Paralyzed football player inspires
Published 12:49 am Sunday, February 11, 2007
As Robert Cassidy wraps his right hand around the joystick of a power wheelchair, he acts as nonchalant as a kid playing “Need for Speed” on his Nintendo.
“How fast can I go?” he asks Methodist Rehabilitation Center physical therapist Allison Fracchia, as she fits his lanky frame into the sleek chair. “Six miles per hour” is her answer, a reply that prompts a wry observation from Cassidy’s aunt Birteen Burnside. “I can just hear his principal saying: ‘Cassidy, no running in the halls,’ ” Burnside says.
It’s a given that the outgoing 16-year-old will put the customized chair through its paces. The Ruleville Central High School junior is determined to reclaim the life he had before Sept. 1 – the night he broke his neck during the first play of his second high school football game.
After learning he was paralyzed from the chest down — in a newspaper headline, no less — Cassidy admits he fell into a two-week funk. But staying down isn’t his style. “Whatever life throws at you, you’ve just got to roll with it,” he says. “You can’t question God. There is a purpose for everybody.”
Cassidy’s new purpose appears to be a starring role as the inspirational Comeback Kid. Methodist Rehab staffers say Cassidy spent his time at the Jackson hospital motivating patients and employees alike with his hard work and good humor.

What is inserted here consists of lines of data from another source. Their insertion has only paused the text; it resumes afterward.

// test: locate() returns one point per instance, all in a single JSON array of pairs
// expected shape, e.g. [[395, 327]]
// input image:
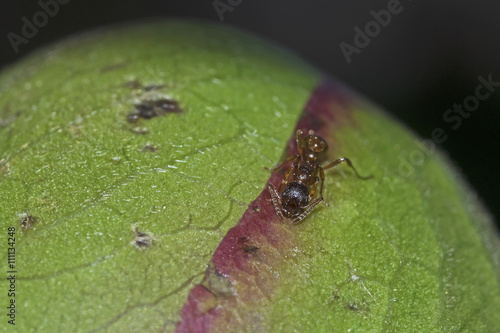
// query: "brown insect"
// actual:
[[293, 198]]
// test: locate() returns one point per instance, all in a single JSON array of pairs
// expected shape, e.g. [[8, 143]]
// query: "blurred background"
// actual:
[[427, 58]]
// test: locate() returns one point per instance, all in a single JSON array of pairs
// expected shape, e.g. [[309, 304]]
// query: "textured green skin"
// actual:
[[77, 268], [68, 157]]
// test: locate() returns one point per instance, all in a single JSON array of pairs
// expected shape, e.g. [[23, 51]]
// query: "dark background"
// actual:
[[428, 58]]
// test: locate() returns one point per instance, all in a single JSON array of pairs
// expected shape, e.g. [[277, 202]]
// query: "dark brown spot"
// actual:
[[250, 249], [142, 240], [246, 245], [154, 87], [217, 283], [150, 148], [352, 306], [140, 130], [27, 221], [153, 108], [134, 84], [113, 67]]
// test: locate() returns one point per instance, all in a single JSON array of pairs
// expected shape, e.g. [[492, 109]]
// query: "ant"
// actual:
[[301, 181]]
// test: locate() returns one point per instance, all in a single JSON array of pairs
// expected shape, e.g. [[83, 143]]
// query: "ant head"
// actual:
[[315, 144]]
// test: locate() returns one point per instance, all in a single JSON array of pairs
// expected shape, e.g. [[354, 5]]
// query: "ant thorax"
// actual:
[[304, 172], [294, 197]]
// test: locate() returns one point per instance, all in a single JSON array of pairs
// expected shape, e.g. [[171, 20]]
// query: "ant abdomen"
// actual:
[[295, 196]]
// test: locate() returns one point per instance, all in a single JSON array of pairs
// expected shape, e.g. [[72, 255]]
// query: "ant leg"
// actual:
[[349, 163], [276, 200], [308, 209], [285, 179], [300, 141]]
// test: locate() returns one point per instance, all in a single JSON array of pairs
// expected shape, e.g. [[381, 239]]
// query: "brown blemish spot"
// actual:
[[140, 130], [113, 67], [150, 148], [217, 283], [134, 84], [142, 240], [4, 165], [154, 87], [246, 245], [256, 209], [27, 221], [153, 108]]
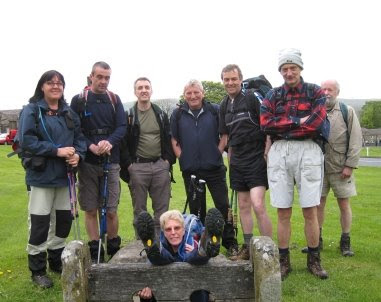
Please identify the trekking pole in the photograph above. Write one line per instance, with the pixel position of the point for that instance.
(199, 189)
(73, 201)
(103, 216)
(235, 214)
(230, 209)
(193, 178)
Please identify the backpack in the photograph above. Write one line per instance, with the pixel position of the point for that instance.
(26, 156)
(193, 226)
(82, 101)
(259, 86)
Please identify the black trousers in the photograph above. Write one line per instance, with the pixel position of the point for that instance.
(215, 180)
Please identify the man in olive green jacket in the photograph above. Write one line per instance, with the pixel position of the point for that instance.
(341, 157)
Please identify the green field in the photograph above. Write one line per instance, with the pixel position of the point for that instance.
(371, 151)
(351, 279)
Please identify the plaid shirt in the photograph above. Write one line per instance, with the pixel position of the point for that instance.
(283, 107)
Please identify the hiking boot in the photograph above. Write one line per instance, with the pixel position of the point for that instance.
(232, 251)
(94, 247)
(211, 237)
(313, 265)
(285, 265)
(42, 281)
(113, 246)
(145, 228)
(345, 246)
(305, 249)
(243, 253)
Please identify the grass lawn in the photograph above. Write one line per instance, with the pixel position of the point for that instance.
(371, 151)
(350, 279)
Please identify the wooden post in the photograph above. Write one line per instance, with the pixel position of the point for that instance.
(265, 258)
(76, 263)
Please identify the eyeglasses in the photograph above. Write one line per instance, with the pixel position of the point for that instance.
(52, 84)
(176, 229)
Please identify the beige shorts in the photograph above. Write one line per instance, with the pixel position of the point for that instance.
(295, 162)
(342, 188)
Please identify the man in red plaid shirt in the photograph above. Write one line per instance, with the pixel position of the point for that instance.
(294, 115)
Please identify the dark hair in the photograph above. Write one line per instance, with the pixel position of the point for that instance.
(47, 76)
(141, 79)
(231, 67)
(100, 64)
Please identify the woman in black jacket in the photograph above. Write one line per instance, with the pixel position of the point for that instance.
(52, 143)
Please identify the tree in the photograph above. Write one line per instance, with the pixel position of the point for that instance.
(167, 105)
(370, 117)
(214, 91)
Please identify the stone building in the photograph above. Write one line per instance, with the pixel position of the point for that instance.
(9, 120)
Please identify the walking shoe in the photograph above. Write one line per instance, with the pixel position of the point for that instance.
(285, 265)
(94, 247)
(345, 246)
(305, 249)
(232, 250)
(211, 237)
(243, 253)
(42, 281)
(314, 266)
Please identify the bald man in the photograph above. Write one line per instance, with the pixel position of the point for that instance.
(341, 157)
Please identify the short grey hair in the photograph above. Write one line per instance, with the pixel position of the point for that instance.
(232, 67)
(171, 215)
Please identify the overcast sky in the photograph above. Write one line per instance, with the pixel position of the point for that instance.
(171, 42)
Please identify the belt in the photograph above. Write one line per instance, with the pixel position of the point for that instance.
(98, 132)
(143, 160)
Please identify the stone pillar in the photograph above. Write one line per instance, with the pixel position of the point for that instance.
(76, 263)
(265, 259)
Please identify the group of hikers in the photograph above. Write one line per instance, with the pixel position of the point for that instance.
(297, 134)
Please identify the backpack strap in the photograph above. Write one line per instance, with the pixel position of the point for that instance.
(344, 113)
(83, 95)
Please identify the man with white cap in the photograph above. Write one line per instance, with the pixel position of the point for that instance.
(294, 115)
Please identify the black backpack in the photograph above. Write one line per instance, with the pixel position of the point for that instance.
(259, 84)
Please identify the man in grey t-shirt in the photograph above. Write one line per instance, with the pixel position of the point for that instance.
(149, 154)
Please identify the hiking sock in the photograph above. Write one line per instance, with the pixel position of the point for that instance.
(247, 238)
(313, 249)
(284, 251)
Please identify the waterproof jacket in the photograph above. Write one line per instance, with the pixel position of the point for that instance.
(344, 145)
(198, 137)
(101, 120)
(130, 142)
(42, 135)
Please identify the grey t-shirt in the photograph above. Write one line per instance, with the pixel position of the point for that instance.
(149, 138)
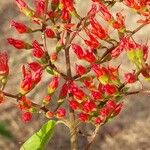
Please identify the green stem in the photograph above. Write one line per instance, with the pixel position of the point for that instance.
(73, 127)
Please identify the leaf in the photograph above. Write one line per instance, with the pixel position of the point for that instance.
(4, 131)
(50, 71)
(39, 140)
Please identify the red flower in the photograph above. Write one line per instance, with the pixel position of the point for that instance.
(68, 4)
(130, 77)
(24, 103)
(4, 68)
(74, 104)
(31, 76)
(40, 7)
(76, 92)
(53, 57)
(1, 97)
(97, 29)
(89, 56)
(99, 71)
(21, 4)
(83, 117)
(96, 95)
(78, 51)
(88, 106)
(47, 99)
(26, 117)
(20, 27)
(61, 112)
(24, 8)
(37, 52)
(64, 91)
(53, 85)
(105, 12)
(49, 114)
(19, 44)
(80, 70)
(98, 120)
(118, 109)
(65, 16)
(110, 89)
(111, 104)
(119, 23)
(92, 42)
(49, 33)
(104, 112)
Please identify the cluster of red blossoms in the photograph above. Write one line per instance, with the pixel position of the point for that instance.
(96, 91)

”They saw this 16-year-old kid going through this horrible thing, yet he was smiling and dealing with it,” said Jennifer Montgomery, Cassidy’s physical therapist during his more than two-month hospital stay. “When he would finish his therapy, he would befriend the people on the stroke floor. By the time he left, everybody knew him. He seemed to have a really good heart.”
Cassidy’s nurturing nature also calmed family members, who were initially devastated by the sight of the active athlete lying motionless in his bed. “When I first got to the hospital, I panicked for a minute,” said Cassidy’s cousin Cheryl Burnside of Cleveland, a constant by his side since the accident. “But Robert said: ‘Tell her I’m alright, and don’t cry.’ I had to go get myself together then.”
As word got out about Cassidy’s courage, visitors flocked to Methodist Rehab to meet the plucky teen — NFL stars Deuce McAlister and Fred Smoot among them.
Football players and cheerleaders from across Mississippi brought signed footballs, jerseys and collected donations in his name. And Madison Central High Head Football Coach Bobby Hall stopped by every Friday with one of Cassidy’s favorite foods — Kentucky Fried chicken strips. “I’ve been so touched by his attitude,” Hall said.
Hall said Cassidy’s paralyzing collision with another player is something coaches “hope and pray never happens.” But it is a definite risk of the sport. The National Center for Catastrophic Sports Injury Research reports that 256 players sustained disabling cervical cord injuries from 1997 through 2005 – including a dozen in 2004.